Veel veranderingen uit de Franse tijd en daarna, tijdens het bewind van de koningen Willem I en II, betekenden voor Deventer een verlies van status, macht en prestige. De stad had vanaf de middeleeuwen haar eigen bestuur, wetgeving, rechtspraak en belastingen mogen regelen. Nu Nederland een eenheidsstaat werd met duidelijk afgebakende bevoegdheden van de lokale, provinciale en landelijke overheden, was de rol van Deventer als "vrije" stad uitgespeeld. De inrichting van het gemeentelijk bestuur, alsmede wetgeving, rechtspraak en belastingen werden uniform geregeld.
Veranderende grenzen
In 1578 had de stad Deventer wegens aan Philips II uitgeleende
gelden het schoutambt Colmschate in "pandschap en belening"

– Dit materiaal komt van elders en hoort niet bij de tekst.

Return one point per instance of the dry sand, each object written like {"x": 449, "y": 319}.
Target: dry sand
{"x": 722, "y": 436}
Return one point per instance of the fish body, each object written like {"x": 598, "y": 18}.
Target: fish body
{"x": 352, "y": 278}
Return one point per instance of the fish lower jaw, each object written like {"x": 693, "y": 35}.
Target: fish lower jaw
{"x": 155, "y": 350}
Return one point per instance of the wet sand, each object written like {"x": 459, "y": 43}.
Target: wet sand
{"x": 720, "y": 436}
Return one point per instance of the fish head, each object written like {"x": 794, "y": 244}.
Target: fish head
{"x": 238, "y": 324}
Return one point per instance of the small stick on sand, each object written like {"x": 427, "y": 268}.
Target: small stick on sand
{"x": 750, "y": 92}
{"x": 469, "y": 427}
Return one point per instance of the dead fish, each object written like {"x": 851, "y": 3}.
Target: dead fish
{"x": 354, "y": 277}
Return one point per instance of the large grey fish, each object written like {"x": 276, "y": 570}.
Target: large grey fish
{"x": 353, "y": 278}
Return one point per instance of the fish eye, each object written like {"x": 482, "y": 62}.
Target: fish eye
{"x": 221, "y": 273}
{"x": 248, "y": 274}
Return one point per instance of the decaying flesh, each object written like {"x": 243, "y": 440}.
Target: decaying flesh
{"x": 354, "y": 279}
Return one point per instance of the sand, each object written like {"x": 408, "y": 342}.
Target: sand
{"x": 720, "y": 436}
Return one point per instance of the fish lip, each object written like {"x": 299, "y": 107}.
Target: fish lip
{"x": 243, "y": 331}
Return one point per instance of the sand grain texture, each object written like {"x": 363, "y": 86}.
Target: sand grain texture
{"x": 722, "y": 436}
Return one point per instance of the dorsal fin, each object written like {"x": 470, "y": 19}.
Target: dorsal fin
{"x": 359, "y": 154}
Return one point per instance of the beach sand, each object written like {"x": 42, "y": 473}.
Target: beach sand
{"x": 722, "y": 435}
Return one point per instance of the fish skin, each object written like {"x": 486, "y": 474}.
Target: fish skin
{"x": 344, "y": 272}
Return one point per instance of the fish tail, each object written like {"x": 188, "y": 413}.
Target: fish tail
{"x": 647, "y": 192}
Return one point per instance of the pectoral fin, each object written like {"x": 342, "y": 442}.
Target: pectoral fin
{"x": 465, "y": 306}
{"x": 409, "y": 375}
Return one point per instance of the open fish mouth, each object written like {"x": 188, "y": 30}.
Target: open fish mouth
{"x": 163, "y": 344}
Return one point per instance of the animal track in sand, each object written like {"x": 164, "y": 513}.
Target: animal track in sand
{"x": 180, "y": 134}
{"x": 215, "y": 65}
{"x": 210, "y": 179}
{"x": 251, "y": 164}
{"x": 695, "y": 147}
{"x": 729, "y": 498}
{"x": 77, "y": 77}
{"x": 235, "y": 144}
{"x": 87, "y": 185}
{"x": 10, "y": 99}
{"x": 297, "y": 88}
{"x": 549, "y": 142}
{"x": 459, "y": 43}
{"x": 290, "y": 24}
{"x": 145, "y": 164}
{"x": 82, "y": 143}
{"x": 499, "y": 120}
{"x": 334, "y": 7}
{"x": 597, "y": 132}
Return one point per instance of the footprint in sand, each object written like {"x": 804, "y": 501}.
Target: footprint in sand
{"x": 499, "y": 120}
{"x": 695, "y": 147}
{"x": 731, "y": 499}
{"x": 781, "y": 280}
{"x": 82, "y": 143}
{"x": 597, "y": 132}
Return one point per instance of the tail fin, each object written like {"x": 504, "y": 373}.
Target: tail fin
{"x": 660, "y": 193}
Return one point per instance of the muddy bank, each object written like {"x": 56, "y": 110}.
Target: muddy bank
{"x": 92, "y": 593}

gekregen. Hierdoor mocht Deventer de landsheerlijke rechten
uitoefenen, zoals belastingheffing, rechtspraak en het benoemen van
de schout. Strikt gesproken was dit geen grenswijziging, maar in
feite werd het platteland van het schoutambt Colmschate aan
Deventer toegevoegd. Eeuwenlang heeft de stad veel profijt gehad
van dit gebied.
In 1795 werden de langs de IJssel gelegen Keizersweerden en
Stobbenweerden aan Deventer toegevoegd. In 1807 moest Deventer na
een provinciale grenswijziging afstand doen van het gebied aan de
overkant van de IJssel, maar dat gebied kwam in 1815 al weer
terug.
In 1812 ging het schoutambt Colmschate mairie (=gemeente)

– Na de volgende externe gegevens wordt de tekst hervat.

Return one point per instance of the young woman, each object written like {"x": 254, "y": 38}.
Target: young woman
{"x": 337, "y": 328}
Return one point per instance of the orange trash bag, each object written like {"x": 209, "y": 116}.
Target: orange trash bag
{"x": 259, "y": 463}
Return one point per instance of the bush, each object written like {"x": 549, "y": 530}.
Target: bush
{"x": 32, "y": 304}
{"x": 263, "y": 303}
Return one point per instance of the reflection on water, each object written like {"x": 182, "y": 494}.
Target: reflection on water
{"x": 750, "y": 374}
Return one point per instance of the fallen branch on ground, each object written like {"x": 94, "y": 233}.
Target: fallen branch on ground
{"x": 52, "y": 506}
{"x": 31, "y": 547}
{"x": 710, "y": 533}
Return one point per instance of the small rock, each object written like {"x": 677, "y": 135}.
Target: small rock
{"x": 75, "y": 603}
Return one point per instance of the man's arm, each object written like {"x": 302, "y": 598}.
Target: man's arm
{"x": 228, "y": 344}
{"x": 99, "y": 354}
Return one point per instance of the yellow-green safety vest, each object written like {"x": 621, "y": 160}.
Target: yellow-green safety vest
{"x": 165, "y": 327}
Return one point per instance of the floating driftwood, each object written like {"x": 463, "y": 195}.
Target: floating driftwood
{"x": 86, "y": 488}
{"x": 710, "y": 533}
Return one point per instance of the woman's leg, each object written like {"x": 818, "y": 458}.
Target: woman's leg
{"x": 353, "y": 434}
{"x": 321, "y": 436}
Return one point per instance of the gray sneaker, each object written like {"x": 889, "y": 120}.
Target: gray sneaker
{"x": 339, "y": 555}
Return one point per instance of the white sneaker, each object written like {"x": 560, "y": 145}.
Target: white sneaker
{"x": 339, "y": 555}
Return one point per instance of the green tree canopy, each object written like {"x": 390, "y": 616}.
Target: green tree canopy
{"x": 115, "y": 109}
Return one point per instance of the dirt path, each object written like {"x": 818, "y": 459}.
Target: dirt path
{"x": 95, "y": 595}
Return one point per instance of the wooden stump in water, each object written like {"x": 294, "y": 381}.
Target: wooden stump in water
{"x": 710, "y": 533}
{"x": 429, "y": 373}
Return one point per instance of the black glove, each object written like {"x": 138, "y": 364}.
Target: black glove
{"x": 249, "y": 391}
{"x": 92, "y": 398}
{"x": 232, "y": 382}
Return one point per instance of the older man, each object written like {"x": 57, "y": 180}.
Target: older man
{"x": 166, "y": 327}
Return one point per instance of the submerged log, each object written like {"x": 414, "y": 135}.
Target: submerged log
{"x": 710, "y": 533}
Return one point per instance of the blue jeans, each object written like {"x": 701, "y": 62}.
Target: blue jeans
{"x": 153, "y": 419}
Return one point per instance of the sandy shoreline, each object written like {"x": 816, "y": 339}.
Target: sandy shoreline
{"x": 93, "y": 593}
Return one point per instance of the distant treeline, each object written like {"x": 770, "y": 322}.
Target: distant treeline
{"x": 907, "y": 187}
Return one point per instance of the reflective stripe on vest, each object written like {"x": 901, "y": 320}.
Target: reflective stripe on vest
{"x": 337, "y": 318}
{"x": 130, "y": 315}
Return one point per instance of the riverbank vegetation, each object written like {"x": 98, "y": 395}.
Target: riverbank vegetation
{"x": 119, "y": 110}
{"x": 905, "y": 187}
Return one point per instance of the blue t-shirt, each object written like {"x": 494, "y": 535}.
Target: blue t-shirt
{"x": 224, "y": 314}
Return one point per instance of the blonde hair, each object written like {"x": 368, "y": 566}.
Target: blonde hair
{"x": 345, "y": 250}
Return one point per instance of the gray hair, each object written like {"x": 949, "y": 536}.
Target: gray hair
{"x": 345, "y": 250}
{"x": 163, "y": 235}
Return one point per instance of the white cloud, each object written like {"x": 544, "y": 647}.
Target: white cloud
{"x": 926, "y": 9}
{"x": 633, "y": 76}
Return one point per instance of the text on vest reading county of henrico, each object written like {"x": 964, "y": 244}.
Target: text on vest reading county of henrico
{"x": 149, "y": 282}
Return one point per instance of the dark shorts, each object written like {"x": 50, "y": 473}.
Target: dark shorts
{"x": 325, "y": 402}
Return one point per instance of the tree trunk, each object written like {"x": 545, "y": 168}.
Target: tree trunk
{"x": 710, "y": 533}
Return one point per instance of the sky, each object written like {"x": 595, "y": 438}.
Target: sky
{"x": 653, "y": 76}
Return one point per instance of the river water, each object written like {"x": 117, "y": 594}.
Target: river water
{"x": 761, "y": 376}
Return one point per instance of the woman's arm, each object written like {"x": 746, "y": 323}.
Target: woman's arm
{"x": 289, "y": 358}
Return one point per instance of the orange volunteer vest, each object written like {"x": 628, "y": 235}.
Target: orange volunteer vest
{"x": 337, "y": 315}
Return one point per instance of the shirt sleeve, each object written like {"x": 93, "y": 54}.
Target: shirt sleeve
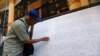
{"x": 20, "y": 31}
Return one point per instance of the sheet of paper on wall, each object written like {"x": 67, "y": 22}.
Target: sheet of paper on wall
{"x": 74, "y": 34}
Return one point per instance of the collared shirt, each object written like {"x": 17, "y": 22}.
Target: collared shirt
{"x": 16, "y": 36}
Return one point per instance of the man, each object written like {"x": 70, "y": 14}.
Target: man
{"x": 17, "y": 34}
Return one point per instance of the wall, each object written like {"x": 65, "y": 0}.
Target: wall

Diepenveen heten. Hiermee kwam er formeel een einde aan de
rechtstreekse bestuurlijke invloed van de stad Deventer in het
schoutambt Colmschate. Het verlies van het schoutambt Colmschate
werd in de stad pijnlijk gevoeld. Daar kwam nog bij dat concurrent
Zwolle zich ontwikkelde tot hoofdstad van Overijssel. Bovendien
kreeg Zwolle ook nog eens het hoogste gerechtshof van Overijssel;
Deventer behield slechts een kantongerecht en een rechtbank. Zo
ging veel van de invloed van de eens zo machtige stad
verloren.
De mairie Diepenveen was zelfstandig, al bleef de invloed
van rijke Deventenaren via hun landgoederen groot. Ook de
bestuurders van de Deventer gasthuizen met bijbehorende talrijke
landerijen buiten de stad oefenden veel invloed uit op de mairie.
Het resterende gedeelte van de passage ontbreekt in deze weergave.